This essay argues that at least
five main versions of the sublime have recently tried to
account for its excessive or transgressive structure.
Psychoanalysis, taken generally, is committed to explaining
the phantasmal structure by which we typically compensate
for otherwise unsustainable losses of psychic integrity by
educational or progressive advances elsewhere. But the
sublime’s aesthetic component allows it
an opt-out clause freeing it from complete imprisonment
within a psychic economy. The same goes for its putative
escape from normative linguistic patterning. The paper
defends the sublime’s irresponsibility
here against the scepticism of critics from Weiskel to de
Man. The same exorbitance is then investigated in political
and historical contexts, again reading these with or
against a tradition of commentary on the sublime. Finally,
the post-modern sublime’s attempts to
conceive of a politically exemplary but unavowable
community is considered, and this final harnessing of the
sublime to further an educational impetus evaluated.
[go to essay]
Frances Ferguson, "Educational
Rationalization / Sublime Reason."
Like a modern writer like
Pierre Bourdieu who is continually looking at the ways in
which it is possible to draw distinctions between
apparently identical terms (as he does when he notes the
different values of the same gift given at different
times), educational writers like Rousseau, Barbauld,
Bentham, and Kant portrayed education as a process of
recognizing the difference between apparent similarities
and identities (and the identity of apparent contrasts).

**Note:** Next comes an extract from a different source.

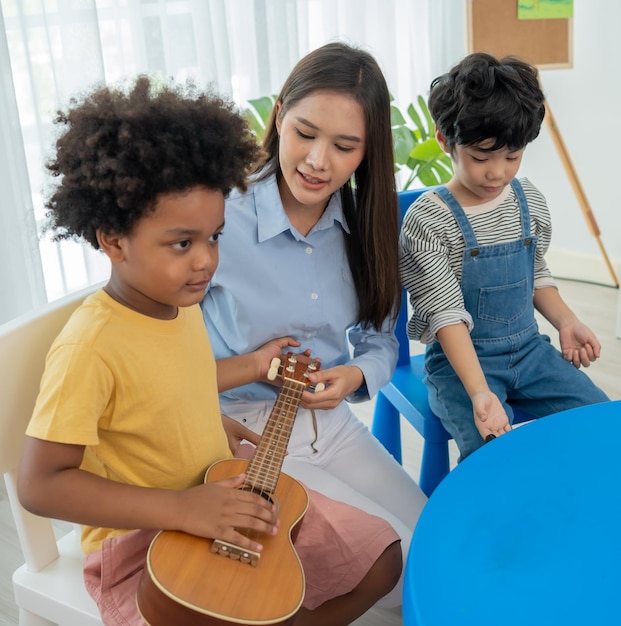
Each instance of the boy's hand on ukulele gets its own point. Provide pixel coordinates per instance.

They were, that is, shifting attention from the notion of
content and the transmission of a body of knowledge to a
more insistent attention to context and
relationship—the perception of relative
value. For a certain strand of thinker (such as Joseph
Priestley) this constant attention to shifting values leads
to an insistence on the idea of progress itself (rather
than attaining particular goals). A writer like Kant,
however, reverses this forward-lookingness, to discover in
the young and virtually untutored child the foundational
importance of practical reason—in the
form of an interest in gossip, which is in his account a
benign activity of moral entertainment.
[go to essay]
Ian Balfour, "Afterthoughts on the
Sublime and Education; or, 'Teachable
Moments?'"
This essay provides a
commentary on and critique of the other essays in the
volume. It tracks the claims of the several essays with
attention to the status of the examples adduced and the
give and take between examples and theoretical paradigms.
There is also some consideration of the historical
continuities and discontinuities of the theory and the
productions of the sublime.
[go to essay]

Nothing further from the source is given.